Para além dos povos indígenas, coexistem no bioma populações tradicionais que o habitam há longa data, como os quilombolas, com mais de mil comunidades; ribeirinhos, na sua maioria pescadores artesanais; agricultores familiares, seringueiros, piaçabeiros, peconheiros, entre outros.5 Em geral, todos estes povos praticam modos de vida sustentáveis, muitos deles desenvolvidos a partir dos conhecimentos dos povos originários. Entre todos, mantêm vivos modelos viáveis para a sobrevivência da Amazónia que chocam com as atividades depredatórias de colonos, forasteiros, grandes empresas e do próprio Estado que, desde os finais do século XIX, tem provocado uma devastação vertiginosa na área.

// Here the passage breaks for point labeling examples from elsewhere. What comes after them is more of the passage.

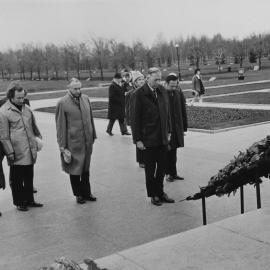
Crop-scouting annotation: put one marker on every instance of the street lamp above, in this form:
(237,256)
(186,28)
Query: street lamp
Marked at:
(178,61)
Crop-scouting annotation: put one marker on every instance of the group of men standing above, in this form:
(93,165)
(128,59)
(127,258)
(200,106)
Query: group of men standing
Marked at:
(158,120)
(156,115)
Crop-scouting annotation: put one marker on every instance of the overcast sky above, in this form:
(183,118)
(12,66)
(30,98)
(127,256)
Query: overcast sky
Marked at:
(58,21)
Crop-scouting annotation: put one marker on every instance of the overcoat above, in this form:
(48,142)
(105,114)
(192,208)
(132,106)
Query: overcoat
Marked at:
(76,132)
(18,132)
(129,105)
(151,121)
(178,117)
(197,85)
(116,107)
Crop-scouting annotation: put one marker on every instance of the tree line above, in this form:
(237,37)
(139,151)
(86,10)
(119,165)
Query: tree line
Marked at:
(82,59)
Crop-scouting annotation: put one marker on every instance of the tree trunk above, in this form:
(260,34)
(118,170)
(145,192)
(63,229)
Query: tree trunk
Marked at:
(101,71)
(260,61)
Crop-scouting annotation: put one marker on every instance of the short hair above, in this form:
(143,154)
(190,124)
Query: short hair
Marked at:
(153,70)
(196,70)
(14,86)
(171,77)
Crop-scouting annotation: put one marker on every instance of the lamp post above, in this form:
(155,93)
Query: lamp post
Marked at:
(178,61)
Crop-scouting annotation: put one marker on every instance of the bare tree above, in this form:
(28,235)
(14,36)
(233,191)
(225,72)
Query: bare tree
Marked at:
(100,53)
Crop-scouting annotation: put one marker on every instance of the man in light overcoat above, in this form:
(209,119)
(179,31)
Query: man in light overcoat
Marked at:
(18,135)
(75,136)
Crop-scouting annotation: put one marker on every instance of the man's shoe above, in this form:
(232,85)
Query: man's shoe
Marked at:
(22,208)
(156,201)
(90,198)
(169,178)
(177,177)
(34,204)
(80,200)
(165,198)
(110,133)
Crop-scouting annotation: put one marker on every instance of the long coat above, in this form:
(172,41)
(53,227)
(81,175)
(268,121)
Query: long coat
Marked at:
(197,85)
(116,107)
(75,132)
(18,132)
(178,117)
(151,122)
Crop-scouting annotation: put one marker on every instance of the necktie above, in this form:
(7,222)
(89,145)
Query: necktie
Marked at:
(155,93)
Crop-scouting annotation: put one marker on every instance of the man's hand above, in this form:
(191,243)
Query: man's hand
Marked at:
(140,145)
(11,157)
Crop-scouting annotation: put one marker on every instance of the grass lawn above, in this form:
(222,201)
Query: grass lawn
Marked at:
(199,117)
(39,86)
(103,91)
(250,98)
(232,89)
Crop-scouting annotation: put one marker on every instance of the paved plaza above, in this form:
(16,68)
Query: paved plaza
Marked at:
(122,217)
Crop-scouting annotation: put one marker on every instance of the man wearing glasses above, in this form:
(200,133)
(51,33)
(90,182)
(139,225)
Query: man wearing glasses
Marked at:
(151,133)
(76,135)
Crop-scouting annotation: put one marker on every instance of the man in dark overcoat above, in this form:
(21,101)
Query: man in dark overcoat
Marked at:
(179,125)
(75,136)
(151,132)
(116,106)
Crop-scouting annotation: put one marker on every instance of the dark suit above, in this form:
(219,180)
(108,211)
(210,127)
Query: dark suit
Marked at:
(116,107)
(179,126)
(151,125)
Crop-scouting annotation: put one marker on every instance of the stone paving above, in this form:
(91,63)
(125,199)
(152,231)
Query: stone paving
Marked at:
(122,217)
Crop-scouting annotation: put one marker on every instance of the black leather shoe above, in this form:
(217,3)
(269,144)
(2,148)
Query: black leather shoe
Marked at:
(90,198)
(169,178)
(110,133)
(165,198)
(80,200)
(177,177)
(34,204)
(22,208)
(156,201)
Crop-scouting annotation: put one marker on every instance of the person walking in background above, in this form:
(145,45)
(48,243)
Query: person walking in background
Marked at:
(197,86)
(138,81)
(18,132)
(116,106)
(178,125)
(2,175)
(151,132)
(75,136)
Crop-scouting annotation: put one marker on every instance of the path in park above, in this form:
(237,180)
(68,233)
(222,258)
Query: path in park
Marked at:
(122,217)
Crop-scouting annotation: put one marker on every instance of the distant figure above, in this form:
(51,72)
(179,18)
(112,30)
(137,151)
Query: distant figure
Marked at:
(76,135)
(138,81)
(197,86)
(179,125)
(116,107)
(151,133)
(18,132)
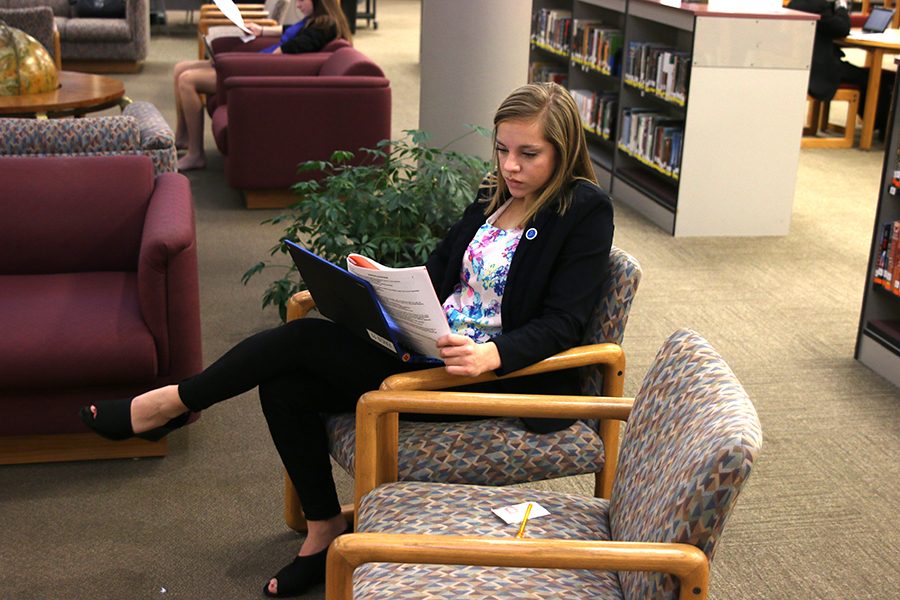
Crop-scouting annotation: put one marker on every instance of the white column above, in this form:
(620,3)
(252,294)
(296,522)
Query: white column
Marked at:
(473,54)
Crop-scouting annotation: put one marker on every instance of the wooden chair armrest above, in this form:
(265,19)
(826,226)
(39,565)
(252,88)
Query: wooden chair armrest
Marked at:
(610,355)
(347,552)
(377,421)
(213,9)
(299,305)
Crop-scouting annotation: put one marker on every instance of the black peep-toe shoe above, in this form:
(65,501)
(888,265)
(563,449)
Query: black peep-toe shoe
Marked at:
(113,421)
(303,573)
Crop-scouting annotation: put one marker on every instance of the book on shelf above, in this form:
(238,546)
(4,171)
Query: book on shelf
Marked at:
(884,246)
(553,28)
(598,110)
(653,137)
(891,278)
(597,46)
(658,69)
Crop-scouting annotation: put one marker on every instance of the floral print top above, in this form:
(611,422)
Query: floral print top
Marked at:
(473,309)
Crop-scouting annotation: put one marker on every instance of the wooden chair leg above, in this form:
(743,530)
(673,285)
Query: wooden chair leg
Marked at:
(850,125)
(824,116)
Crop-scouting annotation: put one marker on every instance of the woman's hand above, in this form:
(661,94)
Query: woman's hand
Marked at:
(462,356)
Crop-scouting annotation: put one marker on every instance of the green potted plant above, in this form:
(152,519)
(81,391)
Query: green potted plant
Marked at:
(394,205)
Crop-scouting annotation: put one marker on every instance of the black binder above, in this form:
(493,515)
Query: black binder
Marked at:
(351,301)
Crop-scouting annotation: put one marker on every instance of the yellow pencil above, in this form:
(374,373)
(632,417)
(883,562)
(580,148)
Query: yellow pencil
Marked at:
(521,533)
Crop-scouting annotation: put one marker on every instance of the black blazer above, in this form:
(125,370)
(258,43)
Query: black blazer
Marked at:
(825,69)
(553,284)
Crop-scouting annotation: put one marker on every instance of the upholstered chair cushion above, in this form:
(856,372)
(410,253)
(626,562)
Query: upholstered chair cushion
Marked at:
(97,31)
(486,452)
(65,240)
(438,509)
(141,129)
(502,451)
(669,487)
(687,450)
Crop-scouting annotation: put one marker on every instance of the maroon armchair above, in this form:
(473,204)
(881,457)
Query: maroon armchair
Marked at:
(272,112)
(99,297)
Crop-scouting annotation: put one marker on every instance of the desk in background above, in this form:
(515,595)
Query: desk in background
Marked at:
(876,45)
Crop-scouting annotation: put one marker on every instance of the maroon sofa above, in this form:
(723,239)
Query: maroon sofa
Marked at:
(272,112)
(99,297)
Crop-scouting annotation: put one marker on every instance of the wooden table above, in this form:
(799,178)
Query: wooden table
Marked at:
(77,94)
(876,46)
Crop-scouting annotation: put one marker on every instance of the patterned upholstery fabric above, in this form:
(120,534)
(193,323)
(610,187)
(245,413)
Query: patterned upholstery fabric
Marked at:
(140,130)
(501,451)
(125,39)
(446,510)
(36,21)
(157,138)
(687,449)
(608,322)
(485,452)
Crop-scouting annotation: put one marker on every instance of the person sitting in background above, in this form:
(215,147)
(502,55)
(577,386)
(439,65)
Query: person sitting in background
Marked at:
(828,69)
(519,275)
(322,22)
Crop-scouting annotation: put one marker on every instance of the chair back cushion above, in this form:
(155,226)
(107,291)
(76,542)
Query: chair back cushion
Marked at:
(350,62)
(687,449)
(60,8)
(72,214)
(607,323)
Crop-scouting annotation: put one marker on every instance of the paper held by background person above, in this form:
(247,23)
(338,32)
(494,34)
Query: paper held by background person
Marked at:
(230,10)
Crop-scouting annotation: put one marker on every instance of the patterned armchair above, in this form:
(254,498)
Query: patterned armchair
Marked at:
(141,129)
(98,44)
(690,440)
(500,451)
(36,21)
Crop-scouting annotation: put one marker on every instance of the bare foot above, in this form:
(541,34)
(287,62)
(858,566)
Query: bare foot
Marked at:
(189,162)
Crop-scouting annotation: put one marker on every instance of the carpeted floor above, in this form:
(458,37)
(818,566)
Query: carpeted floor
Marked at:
(817,519)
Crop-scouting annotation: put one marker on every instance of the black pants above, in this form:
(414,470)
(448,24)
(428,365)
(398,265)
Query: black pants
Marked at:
(303,369)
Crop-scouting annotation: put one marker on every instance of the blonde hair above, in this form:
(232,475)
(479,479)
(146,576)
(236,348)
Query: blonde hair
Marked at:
(327,13)
(561,124)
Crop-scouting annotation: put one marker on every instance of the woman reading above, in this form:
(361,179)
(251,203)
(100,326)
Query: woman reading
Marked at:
(519,275)
(322,22)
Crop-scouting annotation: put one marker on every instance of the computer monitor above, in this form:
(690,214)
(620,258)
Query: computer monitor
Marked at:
(878,20)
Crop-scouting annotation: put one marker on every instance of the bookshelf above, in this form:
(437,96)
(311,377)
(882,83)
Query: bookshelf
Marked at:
(878,340)
(696,123)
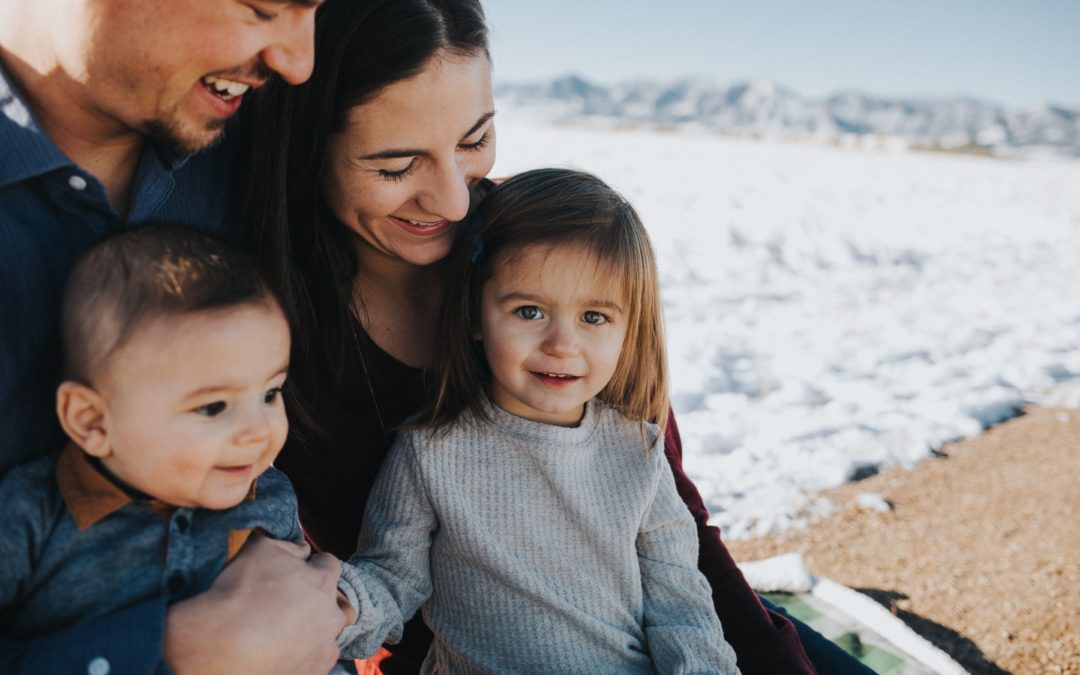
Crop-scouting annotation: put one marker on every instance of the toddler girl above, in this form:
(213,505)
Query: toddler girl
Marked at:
(531,512)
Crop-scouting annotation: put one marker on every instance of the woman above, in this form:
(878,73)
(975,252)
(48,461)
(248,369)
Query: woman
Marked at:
(358,180)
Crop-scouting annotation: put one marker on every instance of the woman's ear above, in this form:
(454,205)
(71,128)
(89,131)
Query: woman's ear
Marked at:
(81,412)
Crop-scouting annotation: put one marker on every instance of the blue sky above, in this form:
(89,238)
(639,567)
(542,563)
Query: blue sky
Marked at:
(1008,52)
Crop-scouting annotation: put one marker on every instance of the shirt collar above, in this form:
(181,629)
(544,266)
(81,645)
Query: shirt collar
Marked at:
(29,151)
(90,495)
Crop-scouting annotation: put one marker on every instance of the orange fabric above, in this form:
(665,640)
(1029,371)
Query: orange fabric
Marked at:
(372,664)
(90,496)
(237,540)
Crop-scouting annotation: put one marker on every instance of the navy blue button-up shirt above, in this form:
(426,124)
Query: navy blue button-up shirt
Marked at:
(51,211)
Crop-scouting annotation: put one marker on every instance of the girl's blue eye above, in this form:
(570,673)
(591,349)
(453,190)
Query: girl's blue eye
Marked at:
(594,318)
(529,312)
(211,409)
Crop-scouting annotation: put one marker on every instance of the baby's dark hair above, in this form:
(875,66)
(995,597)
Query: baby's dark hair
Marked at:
(145,273)
(552,207)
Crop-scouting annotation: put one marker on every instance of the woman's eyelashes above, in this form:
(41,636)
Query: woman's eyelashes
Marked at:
(260,14)
(478,145)
(401,174)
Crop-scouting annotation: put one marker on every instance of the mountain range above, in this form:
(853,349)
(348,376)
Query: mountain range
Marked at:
(763,108)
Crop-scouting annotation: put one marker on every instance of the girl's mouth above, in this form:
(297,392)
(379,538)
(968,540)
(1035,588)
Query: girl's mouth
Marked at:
(555,379)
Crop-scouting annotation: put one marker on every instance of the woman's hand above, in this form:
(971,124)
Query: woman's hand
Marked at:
(271,610)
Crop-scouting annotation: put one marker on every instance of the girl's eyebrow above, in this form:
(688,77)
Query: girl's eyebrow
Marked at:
(528,297)
(396,154)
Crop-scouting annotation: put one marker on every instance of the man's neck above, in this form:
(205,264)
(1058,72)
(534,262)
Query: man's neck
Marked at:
(102,147)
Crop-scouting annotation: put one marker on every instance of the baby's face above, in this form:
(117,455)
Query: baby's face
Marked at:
(193,406)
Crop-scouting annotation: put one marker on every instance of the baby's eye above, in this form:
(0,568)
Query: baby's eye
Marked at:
(212,409)
(594,318)
(529,312)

A este propósito, vale a pena citar aqui a reformulação da definição de povos da floresta que Eliane Brum expõe em Banzeiro Òkòtó: “Povos da floresta implica que são povos que pertencem à floresta, e não a floresta que pertence aos povos. A crase no “a” faz toda a diferença. Para ser considerado e reconhecido como povo da floresta é preciso encarnar duas transgressões ao sistema capitalista. A primeira é que não se trata de propriedade, mas de pertencimento, o que é radicalmente diverso. A segunda é que aqueles que pertencem à terra são as pessoas humanas – e não o contrário. (…) Esses povos não possuem a floresta, a formulação está clara. Afirmar apenas que pertencem a ela, porém, ainda não é exato. Eles não pertencem, eles são, porque ser ribeirinho e quilombola e indígena, para muito além de qualquer estatuto, é se compreender como natureza. Assim, não são povos da floresta, mas povos-floresta. Deletamos6 a partícula de pertencimento – “da” – para que possam ser reintegrados também na linguagem”. (2021: 96-97) 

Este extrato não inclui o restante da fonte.